On 2/14/2011 8:51 AM, Georg Schönweger wrote:
[SNIP]
[REPOSTED FROM PERSONAL REPLY]
Hello Daniel,

thank you for this clear explanation! How can i figure out if the
receving mail server is listet as current MX for the recipient mail
address? It's not a big problem for us if the recipients mail server is
misconfigured, it's just 1 customer on our websites :) I only want to
know if it is our fault or not..

Anyway, i think removing the relayhost would be a great thing because
the system would be easier to handle and we don't depend anymore on the
external smtp server. BUT i'm afraid that we get then higher
spam-rankings like in the past.. Our local server has now a valid RDNS
entry. Is there anything else i have to take care about?

- Georg

Please keep all replies to the list so people know the status of the
thread, and so it can be closed as soon as possible. Also as I learned
at first, the convention is to bottom-post.

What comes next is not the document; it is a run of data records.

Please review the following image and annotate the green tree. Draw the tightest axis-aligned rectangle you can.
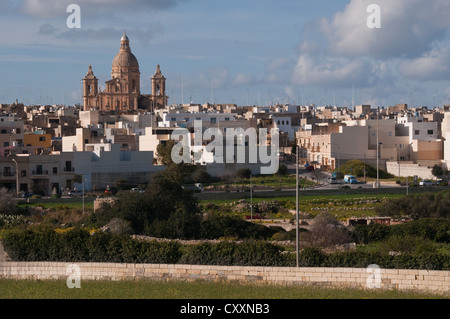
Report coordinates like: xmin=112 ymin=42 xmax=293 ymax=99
xmin=99 ymin=169 xmax=200 ymax=238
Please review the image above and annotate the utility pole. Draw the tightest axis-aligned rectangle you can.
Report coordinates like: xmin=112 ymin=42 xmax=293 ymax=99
xmin=376 ymin=107 xmax=380 ymax=188
xmin=250 ymin=174 xmax=253 ymax=221
xmin=12 ymin=158 xmax=20 ymax=197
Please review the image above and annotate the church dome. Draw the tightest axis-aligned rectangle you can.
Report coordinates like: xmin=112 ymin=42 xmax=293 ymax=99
xmin=112 ymin=33 xmax=139 ymax=68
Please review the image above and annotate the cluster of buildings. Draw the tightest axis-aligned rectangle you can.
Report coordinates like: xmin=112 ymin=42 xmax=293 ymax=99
xmin=0 ymin=34 xmax=450 ymax=195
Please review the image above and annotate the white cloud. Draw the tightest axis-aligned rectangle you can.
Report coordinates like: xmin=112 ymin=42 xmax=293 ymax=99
xmin=292 ymin=54 xmax=372 ymax=86
xmin=20 ymin=0 xmax=185 ymax=19
xmin=320 ymin=0 xmax=450 ymax=58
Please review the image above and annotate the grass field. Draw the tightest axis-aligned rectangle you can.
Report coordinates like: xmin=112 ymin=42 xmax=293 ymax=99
xmin=0 ymin=280 xmax=448 ymax=300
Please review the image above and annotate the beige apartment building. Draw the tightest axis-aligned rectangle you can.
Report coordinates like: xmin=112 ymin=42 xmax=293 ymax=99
xmin=296 ymin=123 xmax=376 ymax=170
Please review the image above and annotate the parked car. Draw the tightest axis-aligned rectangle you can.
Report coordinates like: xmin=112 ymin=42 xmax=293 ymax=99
xmin=329 ymin=176 xmax=339 ymax=184
xmin=344 ymin=175 xmax=358 ymax=184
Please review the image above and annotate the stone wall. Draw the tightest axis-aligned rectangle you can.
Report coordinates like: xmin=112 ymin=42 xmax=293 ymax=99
xmin=0 ymin=262 xmax=450 ymax=295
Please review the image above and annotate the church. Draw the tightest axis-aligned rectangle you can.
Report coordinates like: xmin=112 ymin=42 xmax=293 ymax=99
xmin=83 ymin=32 xmax=168 ymax=112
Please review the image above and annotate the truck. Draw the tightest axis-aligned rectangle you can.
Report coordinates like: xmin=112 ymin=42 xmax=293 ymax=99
xmin=344 ymin=175 xmax=358 ymax=184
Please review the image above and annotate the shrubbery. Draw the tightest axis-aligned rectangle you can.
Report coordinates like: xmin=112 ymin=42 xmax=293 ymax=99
xmin=353 ymin=218 xmax=450 ymax=244
xmin=375 ymin=192 xmax=450 ymax=219
xmin=2 ymin=228 xmax=450 ymax=270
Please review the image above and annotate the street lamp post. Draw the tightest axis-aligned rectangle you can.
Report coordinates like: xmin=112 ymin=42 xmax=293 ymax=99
xmin=295 ymin=145 xmax=300 ymax=267
xmin=250 ymin=174 xmax=253 ymax=221
xmin=12 ymin=159 xmax=20 ymax=197
xmin=376 ymin=107 xmax=380 ymax=188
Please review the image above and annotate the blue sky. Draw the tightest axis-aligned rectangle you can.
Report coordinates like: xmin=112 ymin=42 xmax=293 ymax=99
xmin=0 ymin=0 xmax=450 ymax=106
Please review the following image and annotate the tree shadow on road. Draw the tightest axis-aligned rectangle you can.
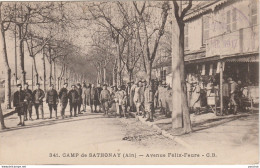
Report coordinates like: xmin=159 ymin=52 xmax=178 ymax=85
xmin=0 ymin=113 xmax=106 ymax=133
xmin=157 ymin=112 xmax=258 ymax=135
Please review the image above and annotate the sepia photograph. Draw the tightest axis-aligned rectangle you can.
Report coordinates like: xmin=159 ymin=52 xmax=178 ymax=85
xmin=0 ymin=0 xmax=259 ymax=165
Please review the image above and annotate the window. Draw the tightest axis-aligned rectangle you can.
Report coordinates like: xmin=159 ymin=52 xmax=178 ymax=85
xmin=202 ymin=16 xmax=209 ymax=44
xmin=250 ymin=0 xmax=258 ymax=26
xmin=227 ymin=10 xmax=231 ymax=32
xmin=232 ymin=8 xmax=237 ymax=31
xmin=184 ymin=24 xmax=189 ymax=49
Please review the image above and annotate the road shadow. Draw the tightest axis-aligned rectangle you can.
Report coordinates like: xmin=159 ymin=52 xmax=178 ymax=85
xmin=156 ymin=111 xmax=258 ymax=132
xmin=192 ymin=114 xmax=250 ymax=132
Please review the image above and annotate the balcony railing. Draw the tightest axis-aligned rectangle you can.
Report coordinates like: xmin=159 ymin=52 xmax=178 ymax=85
xmin=206 ymin=25 xmax=259 ymax=57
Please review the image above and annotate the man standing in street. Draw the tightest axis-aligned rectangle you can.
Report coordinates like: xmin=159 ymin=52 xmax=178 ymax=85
xmin=77 ymin=83 xmax=83 ymax=114
xmin=90 ymin=84 xmax=98 ymax=113
xmin=13 ymin=84 xmax=26 ymax=126
xmin=228 ymin=78 xmax=237 ymax=115
xmin=96 ymin=84 xmax=103 ymax=112
xmin=100 ymin=84 xmax=110 ymax=116
xmin=222 ymin=80 xmax=229 ymax=115
xmin=115 ymin=86 xmax=126 ymax=118
xmin=59 ymin=83 xmax=68 ymax=119
xmin=69 ymin=85 xmax=79 ymax=117
xmin=33 ymin=83 xmax=45 ymax=120
xmin=46 ymin=84 xmax=59 ymax=119
xmin=24 ymin=83 xmax=33 ymax=121
xmin=144 ymin=81 xmax=154 ymax=122
xmin=82 ymin=83 xmax=90 ymax=112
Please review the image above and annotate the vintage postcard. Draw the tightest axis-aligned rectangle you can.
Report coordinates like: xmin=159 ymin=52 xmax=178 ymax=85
xmin=0 ymin=0 xmax=259 ymax=167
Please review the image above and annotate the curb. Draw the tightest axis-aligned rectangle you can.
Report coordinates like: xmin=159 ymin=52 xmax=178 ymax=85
xmin=129 ymin=112 xmax=192 ymax=149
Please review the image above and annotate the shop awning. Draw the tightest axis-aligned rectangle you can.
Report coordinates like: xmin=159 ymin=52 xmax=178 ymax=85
xmin=222 ymin=53 xmax=259 ymax=62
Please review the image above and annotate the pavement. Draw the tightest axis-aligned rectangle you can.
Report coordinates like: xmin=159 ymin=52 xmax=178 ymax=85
xmin=133 ymin=109 xmax=259 ymax=164
xmin=0 ymin=105 xmax=258 ymax=165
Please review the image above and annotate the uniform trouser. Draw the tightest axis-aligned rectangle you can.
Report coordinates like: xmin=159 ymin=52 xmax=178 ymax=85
xmin=24 ymin=102 xmax=32 ymax=120
xmin=48 ymin=104 xmax=57 ymax=118
xmin=146 ymin=102 xmax=154 ymax=120
xmin=230 ymin=93 xmax=237 ymax=113
xmin=77 ymin=103 xmax=81 ymax=113
xmin=60 ymin=102 xmax=68 ymax=116
xmin=101 ymin=100 xmax=109 ymax=113
xmin=34 ymin=103 xmax=44 ymax=119
xmin=70 ymin=103 xmax=78 ymax=116
xmin=82 ymin=100 xmax=87 ymax=111
xmin=223 ymin=96 xmax=229 ymax=113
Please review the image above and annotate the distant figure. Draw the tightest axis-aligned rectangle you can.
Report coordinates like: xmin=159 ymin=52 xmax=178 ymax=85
xmin=144 ymin=82 xmax=154 ymax=122
xmin=134 ymin=81 xmax=143 ymax=115
xmin=82 ymin=84 xmax=90 ymax=112
xmin=76 ymin=83 xmax=82 ymax=114
xmin=228 ymin=78 xmax=237 ymax=115
xmin=90 ymin=84 xmax=99 ymax=113
xmin=68 ymin=85 xmax=79 ymax=117
xmin=115 ymin=86 xmax=126 ymax=118
xmin=96 ymin=84 xmax=103 ymax=112
xmin=46 ymin=84 xmax=59 ymax=119
xmin=130 ymin=81 xmax=138 ymax=112
xmin=13 ymin=84 xmax=26 ymax=126
xmin=24 ymin=83 xmax=33 ymax=121
xmin=59 ymin=83 xmax=68 ymax=119
xmin=100 ymin=84 xmax=110 ymax=116
xmin=190 ymin=81 xmax=200 ymax=114
xmin=222 ymin=80 xmax=229 ymax=115
xmin=33 ymin=83 xmax=45 ymax=120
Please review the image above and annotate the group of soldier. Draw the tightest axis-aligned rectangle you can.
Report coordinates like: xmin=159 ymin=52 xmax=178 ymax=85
xmin=13 ymin=80 xmax=155 ymax=126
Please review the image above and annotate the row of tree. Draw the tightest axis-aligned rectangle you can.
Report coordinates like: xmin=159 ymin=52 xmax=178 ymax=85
xmin=0 ymin=0 xmax=192 ymax=132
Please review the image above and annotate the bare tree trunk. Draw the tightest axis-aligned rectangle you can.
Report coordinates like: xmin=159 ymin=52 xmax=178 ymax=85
xmin=148 ymin=60 xmax=153 ymax=84
xmin=113 ymin=59 xmax=117 ymax=86
xmin=117 ymin=40 xmax=122 ymax=86
xmin=172 ymin=2 xmax=192 ymax=133
xmin=0 ymin=21 xmax=11 ymax=109
xmin=128 ymin=69 xmax=133 ymax=82
xmin=18 ymin=25 xmax=26 ymax=84
xmin=49 ymin=47 xmax=52 ymax=86
xmin=0 ymin=102 xmax=6 ymax=130
xmin=32 ymin=56 xmax=39 ymax=83
xmin=53 ymin=60 xmax=57 ymax=89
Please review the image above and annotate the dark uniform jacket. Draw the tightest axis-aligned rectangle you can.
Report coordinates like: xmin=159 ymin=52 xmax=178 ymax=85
xmin=46 ymin=89 xmax=58 ymax=104
xmin=76 ymin=88 xmax=82 ymax=104
xmin=13 ymin=90 xmax=25 ymax=107
xmin=24 ymin=89 xmax=33 ymax=102
xmin=69 ymin=90 xmax=79 ymax=104
xmin=33 ymin=89 xmax=45 ymax=104
xmin=90 ymin=88 xmax=99 ymax=100
xmin=59 ymin=88 xmax=68 ymax=104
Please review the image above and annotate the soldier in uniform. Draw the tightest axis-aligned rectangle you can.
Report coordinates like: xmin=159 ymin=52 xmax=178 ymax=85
xmin=96 ymin=84 xmax=103 ymax=112
xmin=24 ymin=83 xmax=33 ymax=121
xmin=90 ymin=84 xmax=98 ymax=113
xmin=68 ymin=85 xmax=79 ymax=117
xmin=13 ymin=84 xmax=26 ymax=126
xmin=134 ymin=81 xmax=142 ymax=115
xmin=228 ymin=78 xmax=237 ymax=115
xmin=100 ymin=84 xmax=110 ymax=116
xmin=115 ymin=86 xmax=126 ymax=118
xmin=144 ymin=81 xmax=154 ymax=122
xmin=59 ymin=83 xmax=68 ymax=119
xmin=82 ymin=83 xmax=88 ymax=112
xmin=33 ymin=83 xmax=45 ymax=120
xmin=46 ymin=84 xmax=59 ymax=119
xmin=77 ymin=83 xmax=82 ymax=114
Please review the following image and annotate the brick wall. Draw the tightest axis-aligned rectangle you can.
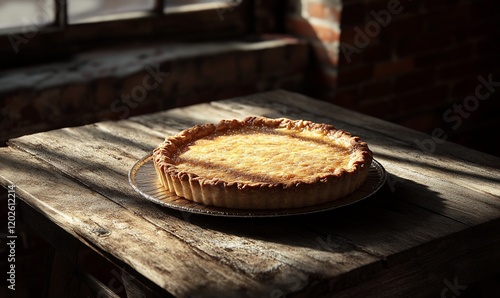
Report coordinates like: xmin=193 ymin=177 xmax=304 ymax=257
xmin=287 ymin=0 xmax=500 ymax=155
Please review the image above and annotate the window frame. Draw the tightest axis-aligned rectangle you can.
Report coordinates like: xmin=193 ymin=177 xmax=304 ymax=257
xmin=0 ymin=0 xmax=254 ymax=68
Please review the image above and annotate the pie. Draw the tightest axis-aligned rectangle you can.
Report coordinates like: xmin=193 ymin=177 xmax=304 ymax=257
xmin=153 ymin=117 xmax=372 ymax=210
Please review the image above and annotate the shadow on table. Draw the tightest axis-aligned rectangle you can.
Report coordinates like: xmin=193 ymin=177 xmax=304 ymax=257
xmin=166 ymin=172 xmax=450 ymax=258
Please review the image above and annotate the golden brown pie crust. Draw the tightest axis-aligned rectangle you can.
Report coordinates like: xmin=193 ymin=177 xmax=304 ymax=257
xmin=153 ymin=117 xmax=372 ymax=209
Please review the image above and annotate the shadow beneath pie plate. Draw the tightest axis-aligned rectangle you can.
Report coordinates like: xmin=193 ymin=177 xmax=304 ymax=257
xmin=156 ymin=178 xmax=450 ymax=257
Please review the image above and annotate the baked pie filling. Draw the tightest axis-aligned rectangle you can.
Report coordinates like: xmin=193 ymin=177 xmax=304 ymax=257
xmin=153 ymin=117 xmax=372 ymax=209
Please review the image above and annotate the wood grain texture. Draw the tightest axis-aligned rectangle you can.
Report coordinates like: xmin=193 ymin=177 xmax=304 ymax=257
xmin=0 ymin=91 xmax=500 ymax=297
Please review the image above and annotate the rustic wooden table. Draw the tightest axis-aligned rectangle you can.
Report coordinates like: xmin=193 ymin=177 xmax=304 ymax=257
xmin=0 ymin=90 xmax=500 ymax=297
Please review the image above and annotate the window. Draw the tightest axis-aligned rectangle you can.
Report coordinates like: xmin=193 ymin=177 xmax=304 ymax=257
xmin=0 ymin=0 xmax=248 ymax=67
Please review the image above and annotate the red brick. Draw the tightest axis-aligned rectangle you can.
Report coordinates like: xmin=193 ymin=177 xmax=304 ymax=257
xmin=374 ymin=57 xmax=414 ymax=78
xmin=338 ymin=65 xmax=373 ymax=86
xmin=311 ymin=42 xmax=339 ymax=67
xmin=200 ymin=53 xmax=238 ymax=84
xmin=286 ymin=42 xmax=310 ymax=73
xmin=341 ymin=1 xmax=366 ymax=25
xmin=450 ymin=76 xmax=479 ymax=100
xmin=356 ymin=98 xmax=396 ymax=119
xmin=391 ymin=84 xmax=449 ymax=114
xmin=361 ymin=79 xmax=393 ymax=101
xmin=381 ymin=13 xmax=428 ymax=40
xmin=395 ymin=26 xmax=456 ymax=57
xmin=394 ymin=68 xmax=436 ymax=93
xmin=438 ymin=60 xmax=482 ymax=80
xmin=415 ymin=43 xmax=474 ymax=66
xmin=425 ymin=1 xmax=469 ymax=30
xmin=287 ymin=16 xmax=340 ymax=42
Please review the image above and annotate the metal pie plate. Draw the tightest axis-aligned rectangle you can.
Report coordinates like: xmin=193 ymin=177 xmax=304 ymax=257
xmin=129 ymin=154 xmax=386 ymax=217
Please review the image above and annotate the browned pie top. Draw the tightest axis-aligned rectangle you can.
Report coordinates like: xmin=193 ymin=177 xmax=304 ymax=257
xmin=155 ymin=117 xmax=371 ymax=184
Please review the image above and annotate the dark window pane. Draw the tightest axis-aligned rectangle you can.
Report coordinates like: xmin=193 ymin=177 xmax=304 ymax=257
xmin=68 ymin=0 xmax=155 ymax=23
xmin=0 ymin=0 xmax=55 ymax=29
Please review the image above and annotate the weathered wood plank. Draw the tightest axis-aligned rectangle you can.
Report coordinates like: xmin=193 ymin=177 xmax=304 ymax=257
xmin=191 ymin=91 xmax=500 ymax=224
xmin=4 ymin=123 xmax=381 ymax=293
xmin=0 ymin=91 xmax=499 ymax=296
xmin=0 ymin=148 xmax=270 ymax=297
xmin=6 ymin=106 xmax=464 ymax=270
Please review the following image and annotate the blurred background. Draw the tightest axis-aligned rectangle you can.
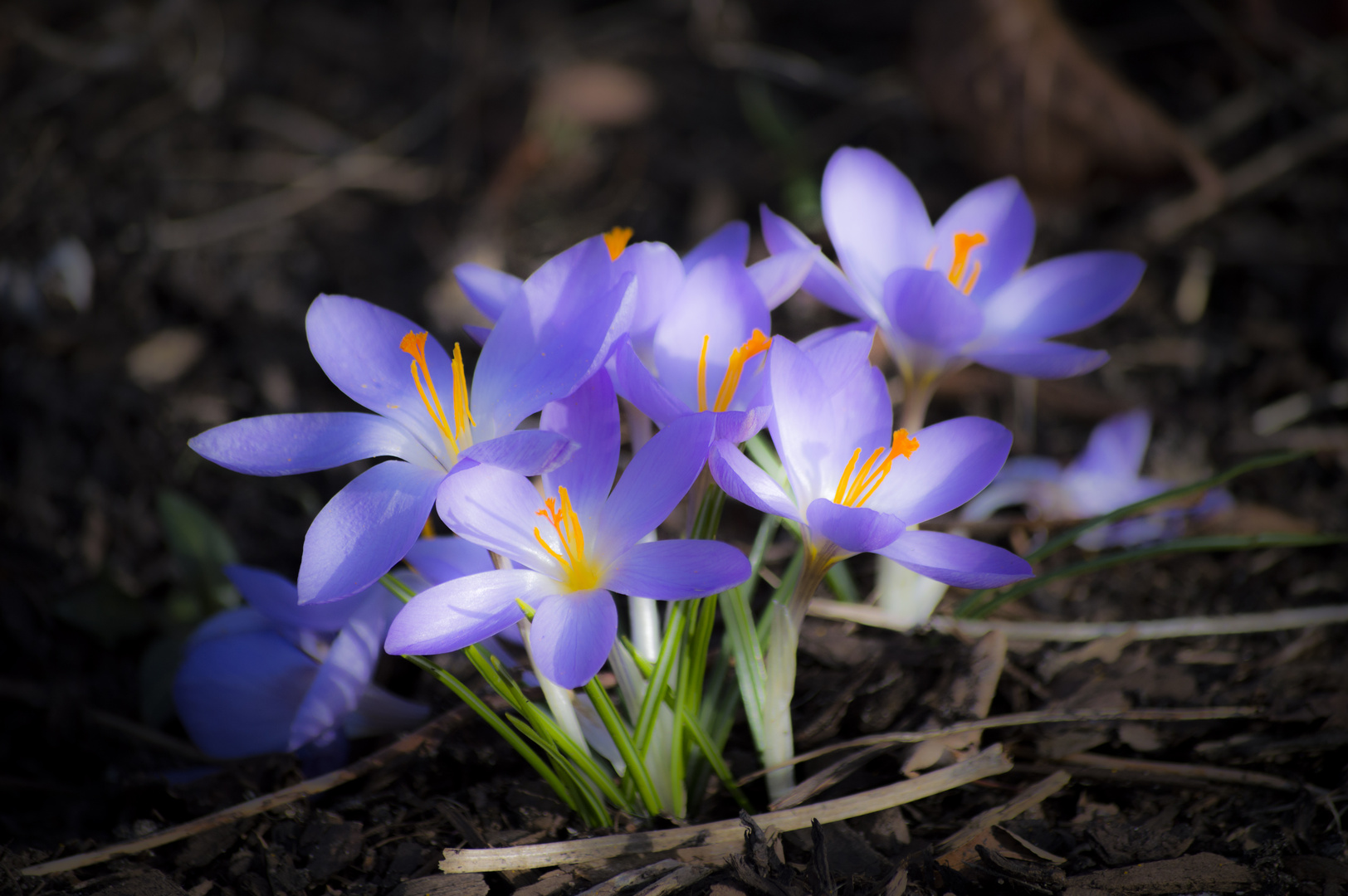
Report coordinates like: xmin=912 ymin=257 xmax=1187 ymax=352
xmin=0 ymin=0 xmax=1348 ymax=840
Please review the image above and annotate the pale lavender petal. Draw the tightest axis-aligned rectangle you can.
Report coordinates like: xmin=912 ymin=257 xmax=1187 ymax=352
xmin=300 ymin=460 xmax=445 ymax=604
xmin=877 ymin=531 xmax=1034 ymax=587
xmin=759 ymin=205 xmax=877 ymax=319
xmin=748 ymin=248 xmax=823 ymax=310
xmin=683 ymin=221 xmax=750 ymax=272
xmin=471 ymin=237 xmax=637 ymax=438
xmin=709 ymin=404 xmax=773 ymax=445
xmin=806 ymin=497 xmax=905 ymax=553
xmin=403 ymin=535 xmax=493 ymax=585
xmin=540 ymin=371 xmax=623 ymax=527
xmin=708 ymin=441 xmax=805 ymax=523
xmin=968 ymin=339 xmax=1110 ymax=380
xmin=931 ymin=178 xmax=1034 ymax=302
xmin=821 ymin=147 xmax=931 ymax=298
xmin=454 ymin=261 xmax=525 ymax=322
xmin=530 ymin=589 xmax=618 ymax=687
xmin=224 ymin=563 xmax=359 ymax=632
xmin=1067 ymin=408 xmax=1151 ymax=479
xmin=980 ymin=252 xmax=1145 ymax=339
xmin=341 ymin=684 xmax=430 ymax=737
xmin=173 ymin=632 xmax=318 ymax=758
xmin=884 ymin=268 xmax=983 ymax=353
xmin=654 ymin=256 xmax=773 ymax=410
xmin=868 ymin=416 xmax=1011 ymax=525
xmin=436 ymin=465 xmax=557 ymax=572
xmin=287 ymin=589 xmax=402 ymax=751
xmin=384 ymin=570 xmax=555 ymax=656
xmin=613 ymin=343 xmax=697 ymax=426
xmin=613 ymin=242 xmax=683 ymax=350
xmin=596 ymin=414 xmax=716 ymax=557
xmin=458 ymin=430 xmax=575 ymax=475
xmin=188 ymin=412 xmax=436 ymax=475
xmin=305 ymin=295 xmax=454 ymax=454
xmin=604 ymin=539 xmax=751 ymax=601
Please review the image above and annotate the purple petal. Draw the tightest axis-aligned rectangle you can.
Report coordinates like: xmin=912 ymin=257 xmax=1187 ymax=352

[Aside: As far as spam rankings: rDNS is but one minor test. I lacked
an rDNS on my server for awhile and had only one (rather minor)
receiving MX that complained compared to thousands of successes. "IP
Reputation" is all the rage. There are a number of utility sites out
there that will take the IP of any Mail Exchanger, (actually any IP at
all, which can be used to evaluate potential), and report on its
blacklist status and some even try to rank its general
trustworthiness. Here's a random one that looks legit from an obvious
Google keyword search: http://www.mxtoolbox.com/blacklists.aspx
Veterans of this mailing list may have other favorites to recommend.
The main thing is to have no red flags when querying spamhaus.org:
http://www.spamhaus.org/query/bl?ip=x.y.z.w]

But back to the main point: finding a current MX is a standard DNS
query. If you're admin'ing a mail server, facility with a DNS query
like dig or nslookup is essential. For example (note, I picked this to
show large sites have many exchangers, but only one is required)

unix% dig yahoo.com MX
[SNIP]

-Daniel
thx for your help. i can't check the DNS query on our relayhost smtp
server. On our local Server the MX is current. My conclusion is that a)
our external relayhost smtp has wrong MX entry or b) recipient
mailserver is misconfigured. I will switch off now the relayhost since
our ip isn't listet on any blacklist i checked so far..
Other question: I have a local postfix server with a dynamich IP which
sometimes is blacklisted. Does it help in this case to use a relayhost
which isn't blacklistet? Because the final-recipient's mailserver could
see/check that the original mailserver is blacklistet.

- Georg

I think you're misunderstanding how a blacklist is used. The implied contract is that a random dynamic IP (such as your local postfix server) has the responsibility to get the message to a highly-regarded sending mail exchanger (I'll call it the HRSMX). This is usually only possible via authentication (and encryption), which HRSMX permits only because a real-life contract exists between the user of that dynamic IP and the maintainer of HRSMX. Then, HRSMX sends the message to the MX record of the recipient, trusting the DNS MX record to be correct. Then my main point: the receiving server ONLY needs to trust the most recent hop: the HRSMX. Using a blacklist to verify further back up the chain makes no sense: of course we won't accept mail directly from the dynamic IP! HRSMX is highly regarded because it is selective and properly configured in the first place. (On the receiving end, one COULD write a header-checks filter that examined the length and nature of earlier hops in the chain, hoping to find an intermediate IP that was a known source of voluminous spam or from IPs known to belong to organized crime, but I'm 99% sure that is an exercise in futility and heavy computational expense.)

It sounds like you have two servers running that you control: a local application-specific one on a dynamic IP, and a dedicated server on a fixed IP which as you say, checks out OK on the blacklists (and to some approximation, is highly regarded). Why not just use your dedicated server in all cases? For MUA's it's just an outbound SMTP setting, and for random local mini-servers like the one on your dynamic IP, it's just the outbound relay.